Sunday, September 13, 2015

Soaker Hose Fabulousness

I have been a vegetable gardener in my humble suburban lot for nine growing seasons, and I’m just now discovering the wonder of soaker hoses. It’s embarrassing to give the reason. By chance, I planted a banana pepper bush in the exact spot where the sump pump drains during a heavy rainfall, and the crop of peppers has been phenomenal.

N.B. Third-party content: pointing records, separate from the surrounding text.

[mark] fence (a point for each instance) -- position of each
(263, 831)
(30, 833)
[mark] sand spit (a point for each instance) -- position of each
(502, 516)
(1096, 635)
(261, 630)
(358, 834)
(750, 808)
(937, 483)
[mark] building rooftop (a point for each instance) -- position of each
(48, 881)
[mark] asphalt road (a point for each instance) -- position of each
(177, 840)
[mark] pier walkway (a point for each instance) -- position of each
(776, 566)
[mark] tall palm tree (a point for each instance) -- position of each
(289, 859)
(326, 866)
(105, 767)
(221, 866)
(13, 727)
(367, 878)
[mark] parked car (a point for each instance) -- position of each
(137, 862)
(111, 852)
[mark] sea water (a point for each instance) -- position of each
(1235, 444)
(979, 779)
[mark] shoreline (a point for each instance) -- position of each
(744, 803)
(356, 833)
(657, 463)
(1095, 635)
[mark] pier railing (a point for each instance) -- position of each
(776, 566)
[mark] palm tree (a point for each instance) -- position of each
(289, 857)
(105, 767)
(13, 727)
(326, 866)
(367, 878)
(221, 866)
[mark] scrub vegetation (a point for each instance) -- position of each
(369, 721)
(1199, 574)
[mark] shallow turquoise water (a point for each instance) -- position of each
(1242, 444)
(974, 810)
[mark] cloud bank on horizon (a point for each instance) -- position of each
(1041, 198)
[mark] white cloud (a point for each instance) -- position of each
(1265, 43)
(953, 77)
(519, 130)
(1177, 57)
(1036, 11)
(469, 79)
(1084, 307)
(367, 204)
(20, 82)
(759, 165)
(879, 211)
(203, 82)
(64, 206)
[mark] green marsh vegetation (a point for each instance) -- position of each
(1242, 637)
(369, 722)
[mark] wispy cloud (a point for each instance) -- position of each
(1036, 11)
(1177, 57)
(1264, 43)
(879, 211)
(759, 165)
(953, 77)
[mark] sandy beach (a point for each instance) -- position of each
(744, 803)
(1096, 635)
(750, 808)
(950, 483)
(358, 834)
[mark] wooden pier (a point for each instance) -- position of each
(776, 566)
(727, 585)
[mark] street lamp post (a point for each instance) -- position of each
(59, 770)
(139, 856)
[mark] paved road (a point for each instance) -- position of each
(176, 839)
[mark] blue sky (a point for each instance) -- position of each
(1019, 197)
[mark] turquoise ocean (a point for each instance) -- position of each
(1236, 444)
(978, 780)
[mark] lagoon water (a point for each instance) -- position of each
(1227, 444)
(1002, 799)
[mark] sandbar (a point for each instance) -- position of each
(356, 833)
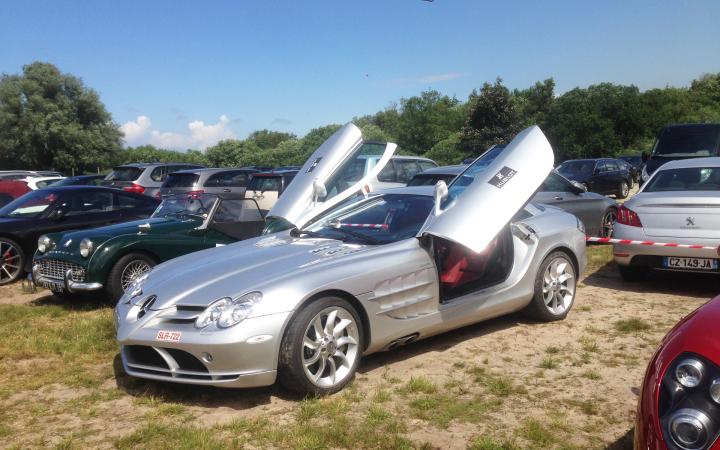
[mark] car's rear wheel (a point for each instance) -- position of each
(12, 261)
(608, 222)
(322, 347)
(623, 190)
(555, 284)
(633, 273)
(126, 270)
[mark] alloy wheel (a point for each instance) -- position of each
(330, 347)
(10, 261)
(608, 223)
(133, 271)
(559, 285)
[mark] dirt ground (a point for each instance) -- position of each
(505, 383)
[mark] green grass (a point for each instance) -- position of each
(632, 325)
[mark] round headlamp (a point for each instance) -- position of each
(44, 243)
(86, 247)
(689, 372)
(689, 429)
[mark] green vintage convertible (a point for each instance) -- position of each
(110, 258)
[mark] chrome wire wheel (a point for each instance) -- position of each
(11, 262)
(608, 223)
(133, 271)
(330, 347)
(559, 285)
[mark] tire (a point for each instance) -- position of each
(633, 273)
(623, 190)
(119, 278)
(607, 223)
(308, 370)
(555, 288)
(12, 261)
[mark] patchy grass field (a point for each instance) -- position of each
(504, 384)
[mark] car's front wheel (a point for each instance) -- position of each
(623, 190)
(126, 270)
(12, 261)
(555, 284)
(322, 347)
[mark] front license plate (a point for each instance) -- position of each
(56, 286)
(690, 263)
(168, 336)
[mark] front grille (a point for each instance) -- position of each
(56, 268)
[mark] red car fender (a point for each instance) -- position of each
(697, 333)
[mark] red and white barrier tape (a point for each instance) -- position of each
(648, 243)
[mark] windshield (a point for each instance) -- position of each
(186, 205)
(181, 180)
(686, 179)
(375, 220)
(32, 204)
(581, 168)
(687, 141)
(125, 174)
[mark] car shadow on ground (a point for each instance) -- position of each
(245, 398)
(698, 285)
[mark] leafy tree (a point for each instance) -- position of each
(50, 119)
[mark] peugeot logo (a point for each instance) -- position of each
(146, 305)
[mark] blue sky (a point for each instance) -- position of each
(181, 73)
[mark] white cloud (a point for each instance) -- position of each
(424, 79)
(134, 131)
(199, 135)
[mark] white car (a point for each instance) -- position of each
(35, 183)
(679, 204)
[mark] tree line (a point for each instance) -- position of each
(51, 120)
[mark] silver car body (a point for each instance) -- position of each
(676, 216)
(395, 286)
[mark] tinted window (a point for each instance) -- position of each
(556, 183)
(687, 141)
(32, 204)
(90, 202)
(181, 180)
(688, 179)
(265, 184)
(125, 174)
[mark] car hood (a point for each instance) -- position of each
(200, 278)
(160, 225)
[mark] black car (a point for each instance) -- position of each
(54, 209)
(605, 176)
(80, 180)
(635, 163)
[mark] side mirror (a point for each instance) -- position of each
(319, 190)
(441, 193)
(579, 186)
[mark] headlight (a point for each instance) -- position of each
(86, 247)
(44, 243)
(689, 372)
(226, 312)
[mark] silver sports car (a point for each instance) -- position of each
(356, 274)
(679, 204)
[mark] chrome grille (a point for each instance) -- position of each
(56, 268)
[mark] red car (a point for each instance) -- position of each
(679, 406)
(12, 189)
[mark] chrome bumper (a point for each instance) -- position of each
(66, 284)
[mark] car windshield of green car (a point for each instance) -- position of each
(377, 220)
(183, 206)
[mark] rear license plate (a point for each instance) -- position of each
(168, 336)
(56, 286)
(690, 263)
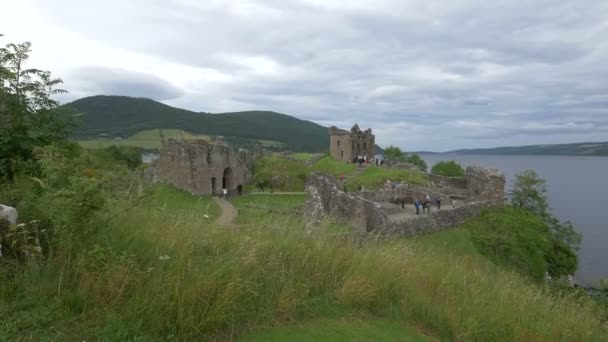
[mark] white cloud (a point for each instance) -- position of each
(430, 75)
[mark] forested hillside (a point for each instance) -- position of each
(120, 116)
(575, 149)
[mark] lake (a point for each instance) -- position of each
(576, 188)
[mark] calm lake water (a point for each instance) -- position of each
(576, 188)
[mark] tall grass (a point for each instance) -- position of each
(374, 177)
(166, 274)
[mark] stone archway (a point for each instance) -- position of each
(227, 179)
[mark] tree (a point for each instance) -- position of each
(393, 154)
(448, 169)
(28, 113)
(418, 162)
(530, 192)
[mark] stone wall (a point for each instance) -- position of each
(326, 200)
(201, 167)
(452, 182)
(346, 145)
(438, 220)
(485, 184)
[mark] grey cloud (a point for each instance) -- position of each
(106, 81)
(406, 68)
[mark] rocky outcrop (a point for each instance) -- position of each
(326, 200)
(485, 184)
(8, 214)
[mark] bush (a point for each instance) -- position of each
(448, 169)
(518, 239)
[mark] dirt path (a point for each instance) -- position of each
(229, 212)
(278, 193)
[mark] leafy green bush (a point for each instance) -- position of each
(448, 169)
(517, 238)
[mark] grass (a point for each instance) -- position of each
(148, 139)
(161, 271)
(151, 139)
(376, 176)
(302, 156)
(333, 167)
(268, 209)
(335, 330)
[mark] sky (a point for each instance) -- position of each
(424, 75)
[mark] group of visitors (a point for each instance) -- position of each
(361, 160)
(426, 205)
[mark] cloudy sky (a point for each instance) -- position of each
(424, 75)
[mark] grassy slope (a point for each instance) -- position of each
(125, 116)
(576, 149)
(161, 271)
(290, 174)
(148, 139)
(334, 330)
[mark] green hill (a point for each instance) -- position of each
(575, 149)
(120, 116)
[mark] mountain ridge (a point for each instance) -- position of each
(123, 116)
(568, 149)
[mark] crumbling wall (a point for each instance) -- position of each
(195, 166)
(326, 200)
(438, 220)
(452, 182)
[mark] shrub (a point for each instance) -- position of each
(448, 169)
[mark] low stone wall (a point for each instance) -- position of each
(452, 182)
(438, 220)
(403, 194)
(326, 200)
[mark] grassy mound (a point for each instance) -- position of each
(162, 271)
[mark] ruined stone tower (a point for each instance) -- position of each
(345, 145)
(203, 168)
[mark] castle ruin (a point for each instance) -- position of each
(346, 145)
(201, 167)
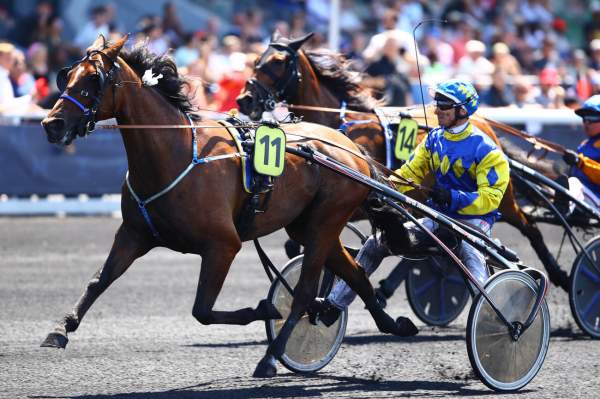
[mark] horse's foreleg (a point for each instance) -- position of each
(514, 216)
(341, 263)
(126, 248)
(305, 291)
(216, 261)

All these years I have been under-watering my poor vegetables! I could rationalize my ignorance by noting that Silver Spring Maryland is lushly green, and that I always harvested enough the last five seasons to fill three shelves of our vegetable freezer. I conscientiously used rain barrel water to soak everything that seemed to need it.  Also, over watering is evil. But the pepper plant spoke to me, so I purchased enough Gilmour flat soaker hoses to cover all of my back yard beds: 375 feet of “gentle, even and efficient watering,” as stated on the label.

This is an eccentric and inefficient task for September, as all the hoses need to be drained and put away before a hard frost. But note: there are cover crops of winter rye and legumes planted for soil enrichment. Kale, collards, beets, turnips and Jerusalem artichokes will be harvested until cold weather. Anyway, it’s been in the 90’s this week, and I need those hoses now!

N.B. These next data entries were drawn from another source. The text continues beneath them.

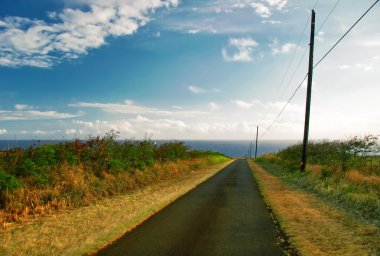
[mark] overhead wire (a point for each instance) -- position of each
(345, 34)
(292, 59)
(324, 56)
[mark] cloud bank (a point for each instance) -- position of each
(71, 32)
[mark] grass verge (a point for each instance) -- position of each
(86, 229)
(314, 226)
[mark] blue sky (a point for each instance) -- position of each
(185, 69)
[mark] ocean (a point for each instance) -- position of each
(232, 148)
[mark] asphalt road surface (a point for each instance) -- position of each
(223, 216)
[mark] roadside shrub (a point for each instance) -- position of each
(172, 151)
(8, 182)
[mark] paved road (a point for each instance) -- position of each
(223, 216)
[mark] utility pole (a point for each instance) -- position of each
(257, 137)
(308, 94)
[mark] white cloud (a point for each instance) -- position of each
(196, 90)
(27, 42)
(242, 104)
(23, 107)
(271, 22)
(242, 49)
(193, 31)
(129, 107)
(278, 4)
(34, 115)
(213, 106)
(261, 10)
(285, 48)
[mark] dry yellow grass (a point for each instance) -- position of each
(313, 227)
(86, 229)
(359, 178)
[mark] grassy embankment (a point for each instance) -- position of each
(73, 198)
(334, 207)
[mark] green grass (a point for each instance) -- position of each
(52, 177)
(353, 192)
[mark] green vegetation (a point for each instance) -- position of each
(51, 177)
(345, 173)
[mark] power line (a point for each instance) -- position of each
(282, 110)
(294, 73)
(328, 52)
(345, 34)
(328, 16)
(291, 61)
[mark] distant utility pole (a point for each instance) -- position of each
(308, 94)
(257, 138)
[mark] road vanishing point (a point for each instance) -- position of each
(225, 215)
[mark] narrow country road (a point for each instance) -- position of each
(223, 216)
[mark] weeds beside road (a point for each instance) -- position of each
(333, 207)
(41, 181)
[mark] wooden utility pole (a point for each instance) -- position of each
(308, 94)
(257, 137)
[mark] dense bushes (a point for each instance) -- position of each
(355, 153)
(97, 155)
(42, 179)
(344, 172)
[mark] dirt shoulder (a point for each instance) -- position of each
(86, 229)
(314, 227)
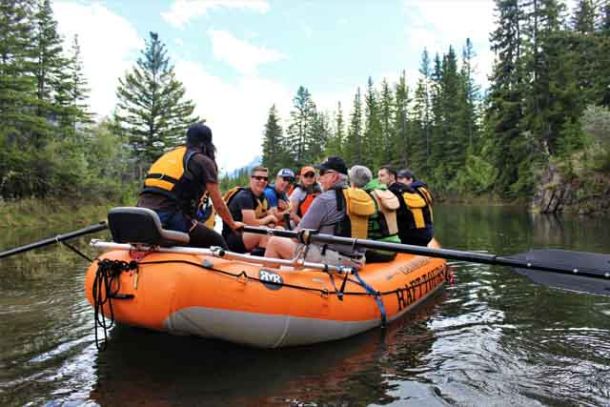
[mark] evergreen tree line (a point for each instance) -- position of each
(547, 104)
(49, 144)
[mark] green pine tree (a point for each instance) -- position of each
(387, 113)
(372, 148)
(300, 127)
(336, 141)
(353, 146)
(274, 155)
(152, 109)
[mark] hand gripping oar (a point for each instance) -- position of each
(59, 238)
(571, 270)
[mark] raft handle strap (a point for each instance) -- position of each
(375, 294)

After laying the hoses, there was such a surge in the growth of turnips and kale that the first harvest is imminent. It was fun to put the hoses down, trying to figure out the configuration.  It was even more fun to turn the spigot a quarter turn, and watch the beads of water spread foot by foot. Here’s a map of most of the hoses--couldn't get it upright on the blog---sorry!

This brings up an important point about gardening for me: every task is equally interesting and absorbing. Interesting and absorbing equals calming; calming equals happiness. The humble and ordinary soaker hose caused me to ascend to delight.

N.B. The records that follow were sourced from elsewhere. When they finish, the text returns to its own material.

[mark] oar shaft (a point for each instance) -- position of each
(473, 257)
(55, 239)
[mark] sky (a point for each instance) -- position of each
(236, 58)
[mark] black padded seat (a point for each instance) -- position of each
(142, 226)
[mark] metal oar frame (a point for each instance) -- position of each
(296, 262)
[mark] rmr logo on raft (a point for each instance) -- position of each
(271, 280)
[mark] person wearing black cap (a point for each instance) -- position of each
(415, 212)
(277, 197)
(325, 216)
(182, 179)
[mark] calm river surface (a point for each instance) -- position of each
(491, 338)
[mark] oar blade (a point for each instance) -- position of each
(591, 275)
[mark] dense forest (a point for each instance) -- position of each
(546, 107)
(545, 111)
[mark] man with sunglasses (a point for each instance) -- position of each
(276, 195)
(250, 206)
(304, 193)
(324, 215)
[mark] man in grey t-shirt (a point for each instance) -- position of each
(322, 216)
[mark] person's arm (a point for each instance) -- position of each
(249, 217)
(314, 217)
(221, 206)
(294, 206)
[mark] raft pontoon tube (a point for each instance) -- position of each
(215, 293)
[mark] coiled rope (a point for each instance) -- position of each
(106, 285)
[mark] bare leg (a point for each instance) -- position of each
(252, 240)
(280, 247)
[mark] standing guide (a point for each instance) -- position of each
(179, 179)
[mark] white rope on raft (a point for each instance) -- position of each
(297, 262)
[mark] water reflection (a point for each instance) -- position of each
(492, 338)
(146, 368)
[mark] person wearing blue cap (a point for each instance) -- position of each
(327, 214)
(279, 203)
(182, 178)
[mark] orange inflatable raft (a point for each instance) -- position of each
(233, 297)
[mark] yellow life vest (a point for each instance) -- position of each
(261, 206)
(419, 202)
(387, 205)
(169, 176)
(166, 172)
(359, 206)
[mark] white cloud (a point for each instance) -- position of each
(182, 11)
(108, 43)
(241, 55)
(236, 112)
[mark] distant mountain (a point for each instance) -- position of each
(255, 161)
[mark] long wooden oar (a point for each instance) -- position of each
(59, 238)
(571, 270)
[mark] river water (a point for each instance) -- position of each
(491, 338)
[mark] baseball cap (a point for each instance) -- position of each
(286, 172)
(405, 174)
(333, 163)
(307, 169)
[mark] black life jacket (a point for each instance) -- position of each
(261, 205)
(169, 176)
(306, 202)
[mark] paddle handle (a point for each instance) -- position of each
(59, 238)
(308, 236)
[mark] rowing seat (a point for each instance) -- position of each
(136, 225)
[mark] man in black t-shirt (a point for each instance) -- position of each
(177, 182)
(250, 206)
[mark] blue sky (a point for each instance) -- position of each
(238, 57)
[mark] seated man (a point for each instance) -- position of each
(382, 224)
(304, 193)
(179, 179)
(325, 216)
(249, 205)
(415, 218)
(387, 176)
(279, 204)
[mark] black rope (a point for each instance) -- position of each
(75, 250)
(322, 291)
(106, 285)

I got my happiness, then it rained 7/10 of an inch last night: gentle, even, and efficient watering.

 Here are some pictures from after the rain
The banana pepper with white sump hose pipe behind.

75' soaker hose, view 1: good view of the cover crops in the foreground.
Two 50' soaker hoses: collards, broccoli, and cover crops from front to back.
75' soaker hose, view 2: turnips, cover crops. The bed in the middle was just seeded.












2 comments:

Passante said...

Comment problem solved. I have to use Chrome not Firefox to view your blog. Is Google planning to take over the world that it won't allow anything but its own browser?

Anyway I used a soaker hose on my far more humble plot in Fairlington. I think it is a more efficient and ecologically responsible way to water than spraying water all over the place, AND of course it's much less work!

Doree Huneven said...

Thank you for your comment. Let's see if browsers other than Chrome can be used in the future.